Glossary
Results 1 to 10 of 69
A
- Ableism
Ableism is prejudice and/or discrimination against people with disabilities. It can take a variety of forms: ableism may mean that people with disabilities are defined solely by their physical or cognitive abilities; it may specifically emphasise the person’s potential “despite” their disability; it may ignore specific needs; or it may convey a sense of superiority on the part of the non-disabled.
- Agenda 2030
The 2030 Agenda for Sustainable Development was adopted at a UN Summit in New York on 25 September 2015. With the Agenda, the international community recognises that complex global challenges can only be resolved through collaboration and that all states must make their contribution to this process. With the 17 Sustainable Development Goals, which form part of the Agenda, the international community has set itself objectives for achieving decent lives for all the world’s people while preserving natural resources for the long term. Agenda 2030 calls on all countries to act in an environmentally compatible, socially just and economically efficient manner.
- Agents of Change
Agents of Change promote and enable constructive transformation processes. They perform a particularly valuable role in conflict and crisis settings, where they can facilitate decision-making.
- AIDS
The term acquired immunodeficiency syndrome describes the collection of symptoms and infections associated with acquired deficiency of the immune system. Infection with HIV has been established as the underlying cause of AIDS.
- Anti-gender movement
The transnational anti-gender movement has grown particularly over the last decade and is hostile to what it refers to as “gender ideology”; it targets the rights of women and LGBTQI+ persons, sexual and reproductive health and rights, and civil society organisations that are active in this field. The movement consists of various state and non-state actors, most of them right-wing, right-wing populist or Christian fundamentalist. As an example of their activity, they lobby at EU and UN level against the embedding of an inclusive understanding of gender in official texts.
- Anti-racism
An anti-racist position means actively standing against all forms of racism and opposing racist structures, behaviour and attitudes in all their forms.
B
- Binarism
In a general sense, binarism refers to a duality: a binary system classifies two components as a pair of opposites. The gender binary system which prevails worldwide differentiates between men and women.
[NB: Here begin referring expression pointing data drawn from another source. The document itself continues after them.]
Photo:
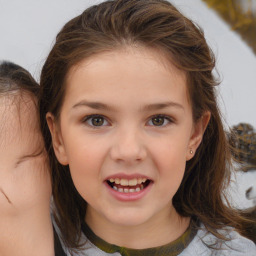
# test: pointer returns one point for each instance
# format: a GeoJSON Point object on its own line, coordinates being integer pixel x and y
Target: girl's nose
{"type": "Point", "coordinates": [128, 147]}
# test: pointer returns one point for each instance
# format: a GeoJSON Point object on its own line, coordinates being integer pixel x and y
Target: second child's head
{"type": "Point", "coordinates": [128, 94]}
{"type": "Point", "coordinates": [25, 186]}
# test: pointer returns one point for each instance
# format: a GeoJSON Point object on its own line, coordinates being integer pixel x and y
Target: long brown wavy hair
{"type": "Point", "coordinates": [154, 24]}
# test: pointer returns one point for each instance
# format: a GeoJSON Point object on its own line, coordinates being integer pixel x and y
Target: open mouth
{"type": "Point", "coordinates": [128, 186]}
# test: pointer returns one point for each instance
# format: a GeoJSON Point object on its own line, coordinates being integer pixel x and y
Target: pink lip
{"type": "Point", "coordinates": [125, 197]}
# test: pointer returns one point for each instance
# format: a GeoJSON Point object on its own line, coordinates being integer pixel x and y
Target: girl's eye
{"type": "Point", "coordinates": [159, 120]}
{"type": "Point", "coordinates": [96, 121]}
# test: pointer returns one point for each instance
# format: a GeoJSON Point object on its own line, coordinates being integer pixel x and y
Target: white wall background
{"type": "Point", "coordinates": [28, 29]}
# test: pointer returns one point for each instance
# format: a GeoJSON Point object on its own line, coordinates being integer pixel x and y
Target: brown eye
{"type": "Point", "coordinates": [158, 121]}
{"type": "Point", "coordinates": [97, 121]}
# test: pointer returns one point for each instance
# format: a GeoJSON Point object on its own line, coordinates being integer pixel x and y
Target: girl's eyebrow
{"type": "Point", "coordinates": [149, 107]}
{"type": "Point", "coordinates": [94, 105]}
{"type": "Point", "coordinates": [159, 106]}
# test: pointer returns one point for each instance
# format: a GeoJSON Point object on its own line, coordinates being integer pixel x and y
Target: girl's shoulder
{"type": "Point", "coordinates": [206, 244]}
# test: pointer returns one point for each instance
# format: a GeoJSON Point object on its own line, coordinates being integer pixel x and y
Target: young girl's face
{"type": "Point", "coordinates": [126, 131]}
{"type": "Point", "coordinates": [24, 174]}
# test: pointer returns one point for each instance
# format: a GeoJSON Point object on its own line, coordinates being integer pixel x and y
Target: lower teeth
{"type": "Point", "coordinates": [127, 190]}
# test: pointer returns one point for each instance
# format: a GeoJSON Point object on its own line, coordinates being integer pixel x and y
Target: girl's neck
{"type": "Point", "coordinates": [29, 233]}
{"type": "Point", "coordinates": [155, 232]}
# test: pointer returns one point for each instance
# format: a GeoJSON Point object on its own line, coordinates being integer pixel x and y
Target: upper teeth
{"type": "Point", "coordinates": [126, 182]}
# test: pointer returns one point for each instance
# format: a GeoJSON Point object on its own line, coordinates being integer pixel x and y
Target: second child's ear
{"type": "Point", "coordinates": [197, 134]}
{"type": "Point", "coordinates": [57, 140]}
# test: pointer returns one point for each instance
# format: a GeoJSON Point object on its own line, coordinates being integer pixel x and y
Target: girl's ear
{"type": "Point", "coordinates": [57, 140]}
{"type": "Point", "coordinates": [197, 134]}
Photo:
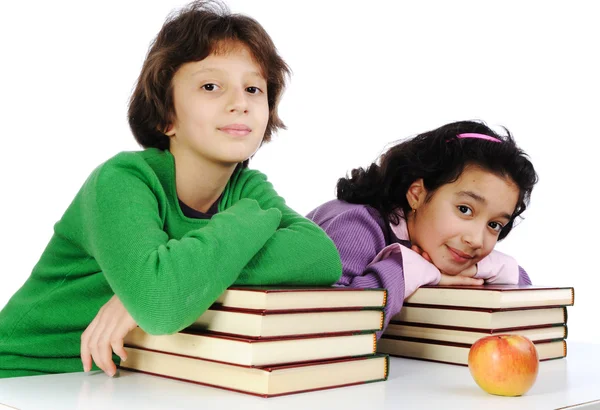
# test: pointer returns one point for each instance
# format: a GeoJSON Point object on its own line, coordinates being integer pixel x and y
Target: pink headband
{"type": "Point", "coordinates": [479, 136]}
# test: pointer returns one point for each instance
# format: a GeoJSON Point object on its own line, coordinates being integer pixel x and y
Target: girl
{"type": "Point", "coordinates": [154, 237]}
{"type": "Point", "coordinates": [430, 212]}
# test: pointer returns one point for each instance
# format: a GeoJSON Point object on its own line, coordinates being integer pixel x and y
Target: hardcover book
{"type": "Point", "coordinates": [274, 323]}
{"type": "Point", "coordinates": [454, 353]}
{"type": "Point", "coordinates": [471, 335]}
{"type": "Point", "coordinates": [480, 318]}
{"type": "Point", "coordinates": [493, 296]}
{"type": "Point", "coordinates": [272, 298]}
{"type": "Point", "coordinates": [256, 352]}
{"type": "Point", "coordinates": [262, 381]}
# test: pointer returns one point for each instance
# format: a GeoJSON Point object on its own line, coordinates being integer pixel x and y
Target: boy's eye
{"type": "Point", "coordinates": [496, 226]}
{"type": "Point", "coordinates": [209, 87]}
{"type": "Point", "coordinates": [253, 90]}
{"type": "Point", "coordinates": [465, 210]}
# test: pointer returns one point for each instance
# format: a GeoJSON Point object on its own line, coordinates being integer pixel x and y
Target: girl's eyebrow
{"type": "Point", "coordinates": [481, 200]}
{"type": "Point", "coordinates": [473, 195]}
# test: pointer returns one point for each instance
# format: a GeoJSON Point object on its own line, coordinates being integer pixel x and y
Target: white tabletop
{"type": "Point", "coordinates": [412, 384]}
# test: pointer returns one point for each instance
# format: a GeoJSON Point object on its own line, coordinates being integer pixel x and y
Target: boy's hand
{"type": "Point", "coordinates": [463, 278]}
{"type": "Point", "coordinates": [104, 335]}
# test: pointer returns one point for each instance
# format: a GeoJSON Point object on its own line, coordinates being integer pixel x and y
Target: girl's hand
{"type": "Point", "coordinates": [104, 335]}
{"type": "Point", "coordinates": [463, 278]}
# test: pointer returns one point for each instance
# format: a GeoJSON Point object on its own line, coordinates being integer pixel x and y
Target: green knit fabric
{"type": "Point", "coordinates": [125, 234]}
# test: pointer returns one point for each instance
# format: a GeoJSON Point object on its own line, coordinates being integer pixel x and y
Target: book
{"type": "Point", "coordinates": [493, 296]}
{"type": "Point", "coordinates": [273, 323]}
{"type": "Point", "coordinates": [256, 352]}
{"type": "Point", "coordinates": [272, 298]}
{"type": "Point", "coordinates": [455, 353]}
{"type": "Point", "coordinates": [470, 335]}
{"type": "Point", "coordinates": [480, 318]}
{"type": "Point", "coordinates": [262, 381]}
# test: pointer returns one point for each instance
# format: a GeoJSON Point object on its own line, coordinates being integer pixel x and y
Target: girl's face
{"type": "Point", "coordinates": [221, 107]}
{"type": "Point", "coordinates": [460, 223]}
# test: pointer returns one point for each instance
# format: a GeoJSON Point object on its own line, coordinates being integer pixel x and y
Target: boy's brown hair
{"type": "Point", "coordinates": [192, 34]}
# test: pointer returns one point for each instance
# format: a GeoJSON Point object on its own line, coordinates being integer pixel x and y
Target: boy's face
{"type": "Point", "coordinates": [460, 223]}
{"type": "Point", "coordinates": [221, 107]}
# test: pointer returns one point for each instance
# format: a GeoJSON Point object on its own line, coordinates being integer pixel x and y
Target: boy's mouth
{"type": "Point", "coordinates": [239, 130]}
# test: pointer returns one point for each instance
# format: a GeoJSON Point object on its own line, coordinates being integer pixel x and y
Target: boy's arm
{"type": "Point", "coordinates": [165, 284]}
{"type": "Point", "coordinates": [299, 253]}
{"type": "Point", "coordinates": [499, 268]}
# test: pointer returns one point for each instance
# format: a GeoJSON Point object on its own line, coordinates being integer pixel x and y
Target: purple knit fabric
{"type": "Point", "coordinates": [358, 233]}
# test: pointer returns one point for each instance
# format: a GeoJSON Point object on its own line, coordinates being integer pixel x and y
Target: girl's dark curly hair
{"type": "Point", "coordinates": [439, 157]}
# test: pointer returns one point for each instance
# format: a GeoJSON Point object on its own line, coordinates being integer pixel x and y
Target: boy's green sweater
{"type": "Point", "coordinates": [125, 234]}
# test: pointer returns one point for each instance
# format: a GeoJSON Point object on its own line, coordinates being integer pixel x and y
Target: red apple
{"type": "Point", "coordinates": [505, 365]}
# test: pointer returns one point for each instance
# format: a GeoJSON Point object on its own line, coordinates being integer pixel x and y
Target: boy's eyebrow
{"type": "Point", "coordinates": [480, 199]}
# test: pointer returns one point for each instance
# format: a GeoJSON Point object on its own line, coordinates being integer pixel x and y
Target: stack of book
{"type": "Point", "coordinates": [270, 342]}
{"type": "Point", "coordinates": [440, 323]}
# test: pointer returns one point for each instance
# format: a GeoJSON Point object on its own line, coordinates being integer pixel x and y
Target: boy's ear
{"type": "Point", "coordinates": [416, 194]}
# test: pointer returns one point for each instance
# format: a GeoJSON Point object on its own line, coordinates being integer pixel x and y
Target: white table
{"type": "Point", "coordinates": [412, 384]}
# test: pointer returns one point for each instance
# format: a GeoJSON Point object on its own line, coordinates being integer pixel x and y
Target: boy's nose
{"type": "Point", "coordinates": [238, 101]}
Trans or intersex persons are regarded as a deviation from the norm. With the gender binary system, a power relationship is constructed between the sexes within society and specific roles and capabilities are associated with being a man or being a woman.
- Black
Black is often used as a self-descriptor by people of African origin, the African diaspora and the anti-racism movement. The word Black is capitalised intentionally in order to signal that it does not refer to skin colour or a biological characteristic but to the lived experience of racism in a predominantly white society (see Glossary entry: White). Another example of a self-descriptor is Black, Indigenous and people of colour (BIPOC), which in Germany is used by persons who are read as Asian, Arab or Turkish, as well as by Roma.
- BMZ
Federal Ministry of Economic Cooperation and Development
C
- Care work
Care work may be paid or unpaid. It refers to the provision of care and support to people, including children and other persons, as well as housework and voluntary community work in a private context (e.g. families) or in the public care sector (e.g. health professionals). Data from 2020 show that as a global average, around 75 per cent of unpaid care work is performed by women.